Left to their own devices, toddlers form “rules of possession” that can last a lifetime if not understood and addressed by parents. Does this list look familiar?
- If I like it, it’s mine.
- If it’s in my hand, it’s mine.
- If I can take it from you, it’s mine.
- If I had it a little while ago, it’s mine.
- If it’s mine, it must never appear to be yours in any way.
Forcing kids to share robs them of the joy of sharing. However, cultivating joy in sharing leads to true generosity. This road of nurturing generosity is a slow process of building a life-long value. So be patient with your kids and yourself!
Armed with the guiding insights and proactive strategies below, you’ll be able to help your children learn to value and even enjoy sharing!
Three Guiding Insights:
1) We are all selfish!
Let’s face it, we grown-ups can be just as selfish as our kiddos. We just know how to shine it up better. Do we readily share our cars, our boats, our mowers, or our prize possessions? When we do it’s often with an unspoken “you break it, you replace it” clause, or an “I’ll scratch your back if you remember to scratch mine later” sort of attitude. We might even “keep track” to make sure the score stays even.
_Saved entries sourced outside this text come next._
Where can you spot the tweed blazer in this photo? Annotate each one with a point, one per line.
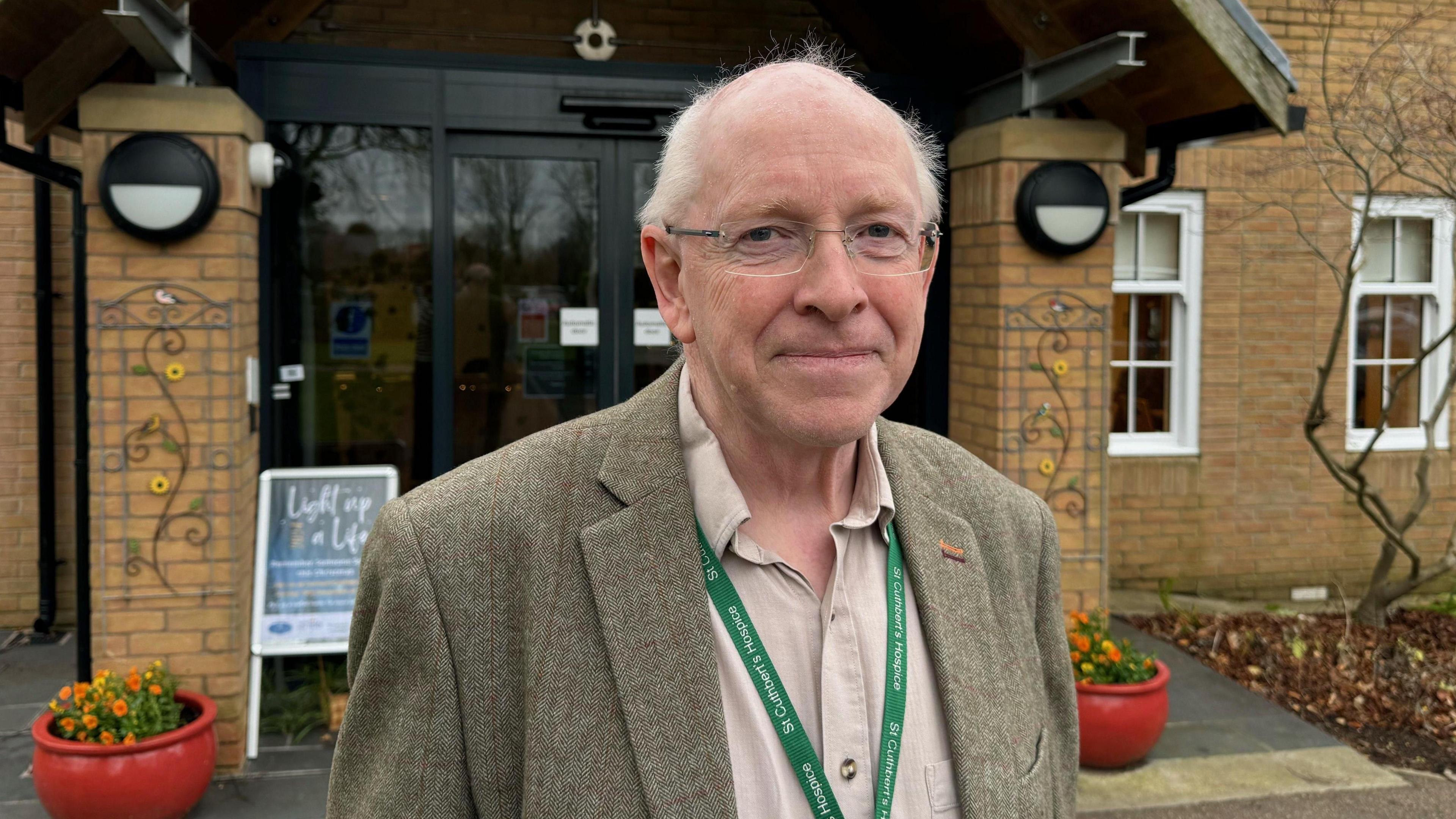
(532, 633)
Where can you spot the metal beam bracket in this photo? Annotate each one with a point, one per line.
(166, 43)
(1052, 81)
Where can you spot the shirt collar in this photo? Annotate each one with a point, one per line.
(721, 506)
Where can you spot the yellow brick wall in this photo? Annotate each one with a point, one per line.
(19, 496)
(1256, 513)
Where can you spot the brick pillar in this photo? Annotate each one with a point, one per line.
(174, 455)
(19, 493)
(1008, 403)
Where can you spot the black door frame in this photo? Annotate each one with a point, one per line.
(455, 94)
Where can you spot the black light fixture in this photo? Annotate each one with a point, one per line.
(159, 187)
(1062, 207)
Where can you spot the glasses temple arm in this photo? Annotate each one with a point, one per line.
(692, 232)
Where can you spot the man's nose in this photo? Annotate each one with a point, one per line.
(829, 282)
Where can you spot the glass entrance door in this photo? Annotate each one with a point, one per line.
(394, 347)
(544, 240)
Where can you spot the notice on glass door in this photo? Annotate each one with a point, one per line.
(530, 320)
(648, 328)
(579, 327)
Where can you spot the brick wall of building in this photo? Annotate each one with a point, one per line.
(1256, 512)
(19, 494)
(676, 31)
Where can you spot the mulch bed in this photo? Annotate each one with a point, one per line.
(1390, 694)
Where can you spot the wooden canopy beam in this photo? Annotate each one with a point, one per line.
(273, 24)
(1243, 57)
(53, 86)
(1034, 25)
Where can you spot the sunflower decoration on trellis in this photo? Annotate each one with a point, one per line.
(169, 433)
(1053, 419)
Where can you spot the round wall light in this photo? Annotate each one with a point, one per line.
(1062, 207)
(159, 187)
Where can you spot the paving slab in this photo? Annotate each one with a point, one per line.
(1193, 780)
(1224, 742)
(1428, 796)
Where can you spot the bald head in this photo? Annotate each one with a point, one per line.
(740, 121)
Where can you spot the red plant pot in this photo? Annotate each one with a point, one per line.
(161, 777)
(1120, 723)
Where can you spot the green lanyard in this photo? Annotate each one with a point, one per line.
(797, 745)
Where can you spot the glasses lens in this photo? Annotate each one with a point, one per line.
(892, 248)
(765, 247)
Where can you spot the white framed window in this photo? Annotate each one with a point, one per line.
(1155, 327)
(1400, 302)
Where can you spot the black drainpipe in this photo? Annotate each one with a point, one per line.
(67, 177)
(44, 395)
(1167, 169)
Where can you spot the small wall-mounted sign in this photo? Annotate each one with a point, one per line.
(351, 326)
(1310, 594)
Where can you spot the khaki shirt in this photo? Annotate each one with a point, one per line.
(830, 653)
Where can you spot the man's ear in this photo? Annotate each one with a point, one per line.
(664, 267)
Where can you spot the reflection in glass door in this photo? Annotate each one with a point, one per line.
(651, 340)
(528, 323)
(351, 279)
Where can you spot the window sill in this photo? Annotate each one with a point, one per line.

Honesty about this helps us be more graceful with our struggling kids AND inclined to be better examples of sharing.
2) Forced “sharing” grows resentment and selfishness, not generosity.
Our good intentions to teach sharing can cause us to say things like, “You share with your sister or I’m taking that toy away.” “If you don’t let your little brother play too, you can’t have friends over.” The messages underneath this approach are: “It’s no fun to share — you wouldn’t want to do it, so I have to make you share.” This reinforces the belief that sharing is a frustrating obligation. Even though it may make us feel in control for the moment, forcing kids to share most likely grows resentment and more selfishness, not generosity. This insight helps us let go of our need to control outward behavior.
3) Jesus always focused on inner heart over outward behavior.
I’m guessing Jesus would have considered “forced sharing” an oxymoron, and nothing more than intimidated compliance. If kids never see toys as their own, they can’t share them, they can only play together with something controlled by an adult. Generosity starts when I recognize something is truly mine and I want to share it with someone.
What might my kids be learning about sharing from my example?
What might they be learning from how I respond to them when sharing is difficult?